Ketika tiba waktunya bagi Tuhan untuk menciptakan seorang IBU, salah-satu malaikat menghampiri-Nya dan berkata dengan lembut, “ Tuhan, betapa banyaknya waktu yang Engkau habiskan untuk menciptakan seorang IBU…”
Tuhan menjawab pelan, “ Tidakkah kau tahu perincian yang Aku kerjakan? IBU ini harus waterproof (tahan air) tapi bukan dari plastik. Harus terdiri dari 180 bagian yang lentur, lemas, dan tidak mudah capek. Ia harus bisa hidup dari sedikit teh dan makanan seadanya. Mempunyai telinga yang lebar untuk menampung begitu banyak keluhan. Memiliki ciuman yang mampu menyembuhkan kaki yang keseleo. Lidah yang manis untuk merekatkan hati yang patah. Enam pasang tangan…”

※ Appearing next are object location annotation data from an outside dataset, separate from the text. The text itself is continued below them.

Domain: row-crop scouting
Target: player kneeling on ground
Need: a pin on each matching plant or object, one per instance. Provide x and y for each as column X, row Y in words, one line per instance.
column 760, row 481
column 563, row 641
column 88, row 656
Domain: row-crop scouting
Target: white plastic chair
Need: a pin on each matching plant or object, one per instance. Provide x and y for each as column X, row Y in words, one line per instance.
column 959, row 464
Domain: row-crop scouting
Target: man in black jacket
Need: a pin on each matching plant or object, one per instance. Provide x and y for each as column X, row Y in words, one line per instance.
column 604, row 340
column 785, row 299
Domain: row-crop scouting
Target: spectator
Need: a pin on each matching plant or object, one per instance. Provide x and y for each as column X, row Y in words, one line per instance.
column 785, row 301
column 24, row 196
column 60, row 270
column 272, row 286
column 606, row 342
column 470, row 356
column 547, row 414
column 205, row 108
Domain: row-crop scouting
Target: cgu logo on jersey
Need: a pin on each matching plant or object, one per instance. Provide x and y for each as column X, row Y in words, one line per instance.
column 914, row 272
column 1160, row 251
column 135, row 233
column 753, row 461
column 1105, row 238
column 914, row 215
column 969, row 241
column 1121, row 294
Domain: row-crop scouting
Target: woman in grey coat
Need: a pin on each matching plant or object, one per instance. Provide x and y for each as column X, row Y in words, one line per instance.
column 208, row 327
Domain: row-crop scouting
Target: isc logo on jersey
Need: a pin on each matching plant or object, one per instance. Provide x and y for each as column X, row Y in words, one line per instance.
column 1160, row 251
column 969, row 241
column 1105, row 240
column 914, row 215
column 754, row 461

Malaikat itu menggeleng-gelengkan kepalanya, “Oh ya? Luar biasa…”
“Juga mempunyai tiga pasang mata!”, Tuhan menambahkan.
“Lalu bagaimana modelnya?”, sang malaikat semakin heran. Tuhan mengangguk-angguk. “Sepasang mata yang dapat menembus pintu yang tertutup rapat dan bertanya, ‘Apa yang kau lakukan di dalam situ, Nak?’ Padahal sepasang mata itu sudah mengetahui jawabannya. Sepasang mata kedua di belakang kepalanya, sehingga ia bisa melihat ke belakang tanpa menoleh. Artinya, ia dapat melihat apa yang sebenarnya tidak boleh ia lihat; dan sepasang mata ketiga untuk menatap lembut seorang anak yang mengakui kekeliruannya. Mata itu harus bisa berbicara! Mata itu harus berkata, ‘Ibu mengerti dan Ibu sayang padamu’ meskipun tidak diucapkan sepatah kata pun.”
Tuhan melanjutkan, “Aku juga membuat ia harus bisa menyembuhkan diri sendiri kalau ia sakit. Ia harus bisa memberi makan enam orang dengan 1,5 ons daging, dan ia juga harus bisa menyuruh anak umur sembilan tahun untuk mandi, pada saat anak itu tidak mau mandi.”
Sang malaikat membolak balik contoh IBU dengan perlahan. “Terlalu lunak” katanya memberi komentar.
“Tapi kuat”, kata Tuhan. “Kau tak akan dapat membayangkan betapa banyaknya yang harus ia tanggung dan derita.”
“Apakah dia dapat berfikir?”, tanya malaikat lagi.
“Ia bukan saja dapat berfikir, tapi ia juga dapat memberi gagasan-gagasan cemerlang”, kata Tuhan.
Akhirnya malaikat menyentuh sesuatu di pipi, ”Eh, ada kebocoran di sini.”
“Itu bukan kebocoran”, kata Tuhan, ”Itu air mata kesenangan, air mata kesedihan, air mata kekecewaan, air mata kebanggaan, air mata… air mata…”
Akhirnya sang malaikat menyimpulkan, “Tuhan memang ahlinya…”, dan ia tidak berkata apa-apa lagi.